THE repurposing of buildings in Glasgow city centre could help in the area’s recovery from the Covid-19 pandemic, a new report has said.
The report was presented to a Glasgow City Council committee, with it referring to an evidence base from recent research into the impact of the pandemic on the property and economy of the city centre.
Glasgow City Council said the report is an ‘important’ piece of research due to Glasgow facing ‘more severe’ impacts from the pandemic than other Scottish cities, which it said was due to its ‘relatively small’ population.
As well as other factors such as more hybrid working and the economic crisis, the local authority said a reduced footfall and visitor spend has ensued. It added that the pre-pandemic economic figure for the city centre was expected to be over £9.2 billion – with the actual figure standing at £8.27 billion.
The latest data on the performance of the business sector in the city centre shows that overall footfall is 19% lower than pre-covid, but with weekend and evening footfall up by 11% and 18%, while weekly and lunchtime footfall – while recovering – is at 84% of pre-covid levels.
Other impacts in the sector include rising energy and business costs; difficulties in recruiting and retaining staff; office vacancy rates up to 14%; and challenges around night-time economy transport provision.
In addition, the impacts of the pandemic have also caused an acceleration in shifts in the demand for, and supply of property. The council explained that investors and occupiers of office space now seek high-quality, flexible and sustainable space, causing a ‘significant’ amount of privately-owned commercial property in the city centre to be no longer fit for purpose, and the repurposing of such space is now key to the area’s recovery, it added.
Research into the use of city centre property suggests there is a general need for smaller, higher quality, more agile offices; SMEs require affordable multi-occupied increased managed centres; more than 400 pre-1960 office spaces are seen as obsolete and are prime sites for conversion/repurposing; the conversion/repurposing of upper floors for residential use only results in small-scale outcomes (average of 10 units) and does not achieve the large scale outcomes required to deal with the legacy of redundant office property.
Further to this is declining rents in the retail and leisure sectors, with engagement responses indicating worries over the continued impact of online shopping. There is also a need to accelerate adaptation and diversification and greening, hotels and hospitality have high fixed costs and reduced demand, and space is required for the city’s growing technology and innovation sectors.
The local authority said that recommendations of the research report into city centre property mean that – as some matters are outwith the control of the council – the support and participation of the Scottish and UK governments is needed. A particular issue identified is the future use of the upper floors of Victorian and Georgian buildings in the city centre, the cost and complexity of their repurposing being added to by conservation area and listed building considerations.
Other key findings include the need to incentivise development/disincentivise long-term empty properties and sites; deliver affordable housing and support the creative economy; support for the removal of technical, practical and fiscal barriers to refurbishment and repurposing to allow this happen at scale; and considering how best to matchmake developers with end users/building opportunities.

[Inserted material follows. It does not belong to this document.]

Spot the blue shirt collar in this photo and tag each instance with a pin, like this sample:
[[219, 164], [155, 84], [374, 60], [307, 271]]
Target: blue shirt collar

The council said it will now continue to work with the governments and other city partners to develop an action plan – to be fed into the new city centre strategy – to be delivered over the next two years.
Councillor Angus Millar, convener for city centre recovery at Glasgow City Council, said, “The research into the challenges and opportunities facing the city centre underlines the need to consider what must be done to make it a thriving, sustainable place – and looking at how properties once used for retailing or commerce can be made into homes and other types of uses is just one course of action.
“We will work with partners to ensure that all steps open to us are taken to make the changes necessary to create a city centre that is attractive as possible a place in which to work, live, study, invest and visit. The council will now engage with key stakeholders to respond to this evidence base and outline our aspirations for property repurposing in the new year.”
Stuart Patrick, chief executive of the Glasgow chamber of commerce, added, “This is an important step towards Glasgow’s recovery from the pandemic. Our city centre has gone through a rapid transformation in the last few years and this report highlights the challenges we face but also the huge opportunities available when it comes to reshaping. Specifically, the report identifies clear objectives in helping our recovery which are achievable and can be implemented immediately.
“Issues such as bringing older units which are no longer fit for purpose back into active use, helping the city meet targets for growing its residential population and working in partnership with developers to maximise the opportunity of catalytic developments, including existing proposals for Buchanan Galleries and St Enoch Centre, are all plans which we at Glasgow Chamber of Commerce fully support. The quality of these reports and the strategic direction upon which it wants to take the city centre forward should be welcomed and supported by all levels of government as we look to grow and redevelop what Glasgow city centre can offer its businesses, residents and visitors.”
The research report into city centre property was carried out by Ryden, while the research report into the city centre economy was carried out by Stantec. Both of the specialist reports were commissioned by the Glasgow Chamber of Commerce on behalf of the council.